There were some beaker outages recently and this may be the result of one of them. Anyway the test has finished and it is External Watchdog who killed the job after 4+ hours. And it was killed as it did not manage to upload some-300MB+ file. Are we talking about the same thing?
Could you please confirm this is a real issue in test harness and not in the test? Is the huge file (actually "only" 281MiB were uploaded) really necessary? Could it be compressed? Could the repeating lines collapse into one?
Bill, do we have any qoutas for stored files? (640KiB ought to be enough for anyone.)
As per our discussion Marian we will be limiting uploads.

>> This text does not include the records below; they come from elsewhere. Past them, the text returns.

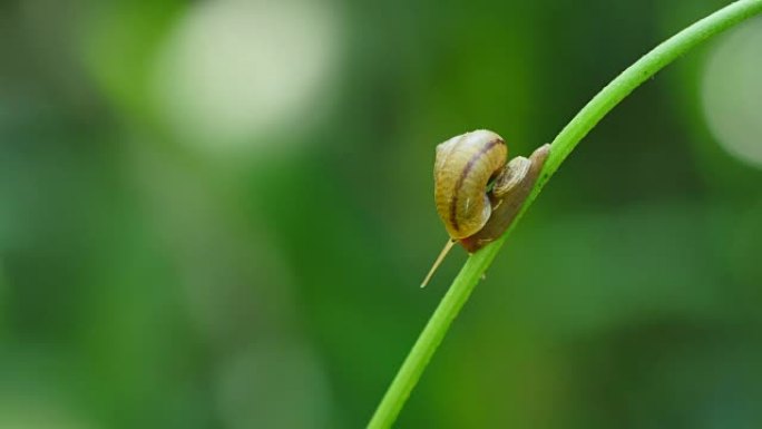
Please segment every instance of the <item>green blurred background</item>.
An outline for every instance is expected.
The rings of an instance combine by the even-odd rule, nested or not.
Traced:
[[[549,142],[724,6],[0,3],[0,428],[358,428],[466,259],[434,145]],[[402,428],[762,425],[762,20],[568,158]]]

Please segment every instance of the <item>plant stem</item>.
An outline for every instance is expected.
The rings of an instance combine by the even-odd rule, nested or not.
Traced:
[[[389,428],[397,419],[402,406],[410,396],[429,360],[444,338],[450,323],[458,315],[473,286],[495,260],[506,237],[535,201],[550,176],[560,167],[566,157],[574,150],[590,129],[608,114],[629,92],[658,70],[674,61],[683,53],[701,45],[709,38],[737,25],[739,22],[762,12],[762,0],[741,0],[726,6],[709,17],[693,23],[683,31],[658,45],[651,52],[629,66],[610,84],[603,88],[556,136],[550,155],[535,187],[524,203],[515,222],[499,240],[472,254],[466,261],[452,285],[442,298],[437,310],[421,332],[418,341],[410,350],[397,377],[387,390],[381,403],[373,415],[371,429]]]

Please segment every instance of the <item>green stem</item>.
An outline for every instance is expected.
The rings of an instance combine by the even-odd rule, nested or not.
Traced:
[[[481,275],[492,263],[506,237],[516,227],[516,224],[540,193],[543,186],[556,173],[579,140],[629,92],[666,65],[709,38],[760,12],[762,12],[762,0],[740,0],[693,23],[624,70],[561,129],[553,142],[550,155],[545,163],[543,173],[531,194],[524,203],[516,221],[502,237],[475,253],[466,261],[466,264],[452,281],[452,285],[444,294],[444,298],[442,298],[437,310],[434,310],[418,341],[416,341],[416,344],[410,350],[410,354],[408,354],[397,377],[394,377],[394,380],[387,390],[379,408],[368,425],[369,428],[389,428],[394,422],[402,406],[410,396],[410,391],[418,382],[437,347],[439,347],[439,343],[444,338],[450,323],[468,300],[473,286],[476,286]]]

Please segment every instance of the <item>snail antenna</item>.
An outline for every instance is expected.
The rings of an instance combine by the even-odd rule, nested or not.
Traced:
[[[439,256],[437,256],[437,261],[434,261],[433,265],[431,265],[431,270],[429,270],[429,274],[427,274],[426,279],[423,279],[423,283],[421,283],[421,287],[426,287],[426,285],[429,284],[429,280],[431,280],[431,276],[433,275],[433,273],[439,267],[439,264],[441,264],[442,261],[444,261],[444,256],[447,256],[447,254],[450,252],[450,250],[452,248],[452,246],[455,244],[456,244],[456,241],[452,238],[447,241],[442,251],[439,252]]]

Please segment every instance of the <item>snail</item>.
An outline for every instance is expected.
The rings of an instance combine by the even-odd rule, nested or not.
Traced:
[[[529,158],[517,156],[507,162],[505,140],[486,129],[461,134],[437,146],[434,202],[450,238],[421,287],[457,242],[470,254],[502,235],[549,153],[550,145],[546,144]]]

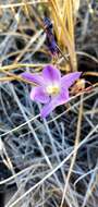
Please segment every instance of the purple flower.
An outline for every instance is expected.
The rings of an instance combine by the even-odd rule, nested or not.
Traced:
[[[30,92],[30,99],[45,104],[40,111],[46,118],[57,106],[69,101],[69,88],[81,76],[81,72],[69,73],[61,77],[60,71],[53,65],[47,65],[42,74],[23,73],[22,77],[30,81],[34,86]]]

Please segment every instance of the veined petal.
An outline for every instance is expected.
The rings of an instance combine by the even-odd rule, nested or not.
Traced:
[[[60,71],[54,68],[53,65],[47,65],[42,70],[42,77],[46,81],[46,84],[48,83],[58,83],[60,82],[61,78],[61,73]]]
[[[44,85],[44,78],[39,74],[24,72],[22,73],[22,77],[27,80],[28,82],[33,82],[37,85]]]
[[[49,96],[45,93],[42,87],[34,87],[30,92],[30,99],[41,104],[49,102]]]
[[[69,90],[66,89],[61,89],[61,93],[52,98],[52,100],[46,105],[41,111],[40,114],[42,118],[46,118],[56,107],[63,105],[69,101]]]
[[[82,72],[73,72],[64,75],[61,77],[61,86],[62,87],[70,87],[73,83],[81,76]]]

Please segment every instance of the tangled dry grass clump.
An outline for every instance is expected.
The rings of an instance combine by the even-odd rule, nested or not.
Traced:
[[[45,16],[61,50],[54,58]],[[97,206],[97,0],[1,0],[0,207]],[[40,119],[41,106],[29,99],[30,84],[21,74],[47,64],[62,74],[82,71],[86,89]]]

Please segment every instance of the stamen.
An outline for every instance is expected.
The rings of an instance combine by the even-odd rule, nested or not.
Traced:
[[[59,94],[59,92],[60,92],[60,86],[59,85],[49,85],[49,86],[47,86],[47,93],[49,94],[49,95],[58,95]]]

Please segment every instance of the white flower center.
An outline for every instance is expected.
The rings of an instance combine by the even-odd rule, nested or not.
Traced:
[[[60,93],[60,86],[58,84],[51,84],[47,86],[46,90],[49,95],[58,95]]]

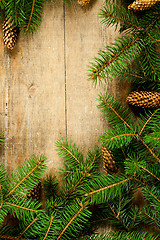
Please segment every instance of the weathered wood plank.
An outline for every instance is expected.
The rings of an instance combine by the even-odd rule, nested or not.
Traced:
[[[56,172],[62,161],[54,144],[66,135],[84,152],[97,144],[106,122],[95,99],[100,91],[116,92],[114,82],[95,88],[87,81],[89,61],[115,38],[100,24],[100,8],[101,0],[87,8],[46,2],[39,30],[21,34],[13,52],[0,32],[2,161],[9,172],[33,154],[45,154]]]
[[[115,93],[115,83],[95,87],[87,81],[87,65],[100,49],[115,38],[114,29],[106,29],[98,14],[102,1],[92,1],[86,8],[66,7],[66,85],[67,135],[84,151],[97,144],[107,123],[97,109],[100,92]]]
[[[21,34],[13,52],[2,40],[0,49],[3,161],[12,171],[25,158],[45,154],[55,169],[60,162],[54,144],[65,136],[62,3],[46,3],[39,30]]]

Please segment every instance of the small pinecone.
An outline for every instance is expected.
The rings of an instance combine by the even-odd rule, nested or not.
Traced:
[[[126,101],[135,106],[141,108],[158,108],[160,107],[160,93],[158,92],[132,92],[128,95]]]
[[[36,201],[40,201],[41,200],[41,190],[42,190],[42,185],[41,185],[41,182],[39,182],[35,188],[33,188],[32,190],[29,190],[27,197],[32,198]]]
[[[137,11],[144,11],[152,6],[154,6],[156,3],[158,3],[160,0],[135,0],[133,3],[131,3],[128,6],[129,10],[132,10],[134,12]]]
[[[8,49],[13,50],[18,39],[18,34],[19,34],[18,27],[13,26],[13,24],[9,22],[9,20],[7,19],[3,22],[2,30],[3,30],[3,40],[4,40],[5,46]]]
[[[79,5],[82,7],[86,6],[88,3],[90,3],[90,0],[78,0]]]
[[[102,147],[102,158],[103,158],[103,167],[107,173],[113,174],[118,172],[118,168],[114,161],[114,157],[111,150],[108,150],[107,148]]]

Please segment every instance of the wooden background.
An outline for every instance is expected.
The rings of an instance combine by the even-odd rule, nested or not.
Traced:
[[[85,153],[107,127],[96,98],[106,90],[119,94],[118,83],[95,87],[87,81],[87,65],[117,36],[100,23],[100,8],[102,0],[86,8],[46,2],[39,30],[20,34],[13,51],[4,47],[1,30],[0,129],[6,136],[1,158],[9,172],[33,154],[44,154],[56,173],[62,165],[57,139],[67,137]]]

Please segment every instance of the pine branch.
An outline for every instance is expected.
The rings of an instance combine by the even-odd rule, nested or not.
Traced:
[[[25,3],[25,19],[22,21],[21,29],[25,33],[35,31],[42,20],[44,0],[29,0]]]
[[[148,233],[148,232],[126,232],[126,231],[110,231],[106,234],[94,234],[92,236],[85,236],[82,238],[79,238],[79,240],[158,240],[159,235]]]
[[[135,173],[134,173],[135,174]],[[84,197],[87,198],[90,204],[99,204],[110,199],[116,198],[117,194],[119,195],[123,189],[129,188],[133,176],[116,176],[112,175],[102,175],[95,178],[93,181],[88,183],[86,186],[86,193]]]
[[[45,162],[46,158],[41,156],[40,159],[36,157],[30,158],[27,162],[22,164],[12,177],[8,177],[7,183],[11,187],[11,190],[5,198],[17,192],[26,194],[27,189],[34,188],[46,170]]]
[[[35,218],[25,229],[24,231],[18,236],[18,239],[21,239],[21,237],[25,234],[25,232],[38,220],[38,218]]]
[[[128,69],[128,65],[132,63],[143,49],[143,41],[133,36],[123,36],[115,40],[111,47],[107,46],[106,50],[99,52],[99,58],[95,58],[96,63],[91,63],[89,75],[94,83],[98,79],[113,78],[119,75],[119,72]]]
[[[75,220],[75,218],[77,218],[77,216],[81,213],[81,211],[84,209],[84,206],[82,205],[81,208],[78,210],[78,212],[76,212],[76,214],[72,217],[72,219],[67,223],[67,225],[65,226],[65,228],[63,229],[63,231],[60,233],[60,235],[58,236],[57,240],[59,240],[62,235],[64,234],[64,232],[67,230],[67,228],[72,224],[72,222]]]
[[[43,240],[45,240],[45,239],[47,238],[47,235],[48,235],[48,233],[49,233],[49,230],[50,230],[51,225],[52,225],[52,222],[53,222],[53,218],[54,218],[54,217],[52,216],[51,219],[50,219],[49,227],[48,227],[48,229],[47,229],[46,235],[45,235],[45,237],[43,238]]]
[[[72,142],[68,143],[68,141],[58,140],[56,142],[56,147],[58,151],[58,155],[60,155],[64,161],[66,162],[66,169],[69,170],[73,167],[81,167],[83,163],[83,154],[79,151],[79,148],[72,144]]]
[[[98,108],[101,109],[110,124],[114,126],[125,124],[129,129],[132,129],[131,119],[133,116],[127,108],[121,105],[120,100],[102,94],[99,95],[98,100],[100,101]]]

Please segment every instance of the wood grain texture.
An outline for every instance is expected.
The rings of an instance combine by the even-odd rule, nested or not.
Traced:
[[[33,154],[47,156],[49,171],[57,172],[62,160],[55,141],[61,137],[84,152],[97,144],[106,123],[95,99],[100,91],[116,92],[114,81],[96,88],[87,81],[89,61],[116,36],[100,24],[102,5],[46,2],[39,30],[20,34],[12,52],[1,31],[0,129],[6,136],[1,157],[9,172]]]

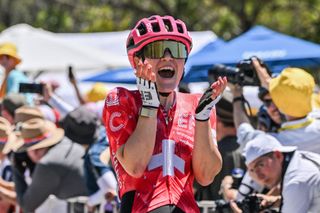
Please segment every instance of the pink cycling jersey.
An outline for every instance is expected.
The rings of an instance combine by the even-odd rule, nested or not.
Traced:
[[[108,94],[103,119],[111,159],[120,197],[126,192],[136,191],[132,212],[148,212],[164,205],[176,205],[184,212],[199,212],[192,190],[194,175],[191,159],[195,109],[200,97],[176,93],[175,104],[167,113],[160,106],[153,156],[142,177],[134,178],[124,170],[115,153],[136,127],[141,96],[139,91],[124,88],[116,88]],[[210,121],[215,130],[214,110]]]

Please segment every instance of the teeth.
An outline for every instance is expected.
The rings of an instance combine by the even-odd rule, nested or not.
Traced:
[[[173,71],[173,68],[172,67],[161,67],[160,68],[160,71],[161,70],[172,70]]]

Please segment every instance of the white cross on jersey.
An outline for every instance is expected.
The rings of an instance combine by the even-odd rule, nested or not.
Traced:
[[[184,174],[185,161],[174,154],[175,141],[162,140],[162,153],[153,155],[148,165],[148,170],[162,166],[163,177],[174,176],[174,168]]]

And for record it is Bug 629025
I am closing this as not a bug - if you disagree strongly enough comment and reopen. == Rationale == Failing to upload 300MiB file is not an issue we are going to solve - we will be limiting file size anyway. Use compression or limit the size of file. === Re: Comment 1 === I think I understand now. The log shows the task was running for some 16 minutes. But it was killed only after 4 hours and 16 minutes, which is the evidence the task has finished, as it is the harness who extends for 4 hours after task finished to upload the logs. This was added to help fight server performance issues. === Re: https://beaker.engineering.redhat.com/recipes/16074#task199644 === This was caused by server performance issues and buggy RPC repeater - see Bug 618123 - Many duplicate test results reported.
OK, if you see there upload of ~300MB file, then it should be something wrong with the test, I can agree on that. If the case happened due to outage[s] or enormous load of the Beaker server it is also fine to me, because I'll not be phasing that regularly. I'm not sure that my case falls to the above described baskets, but let's keep your proposed way. I'm keeping CLOSED/NOTABUG and watching the results for regressions.
Just an update, after discussion about the issue I fully agree on Marian's view. ~300MB file broker was found and there is ongoing task for me to make sure our tests are not uploading such huge amount of data.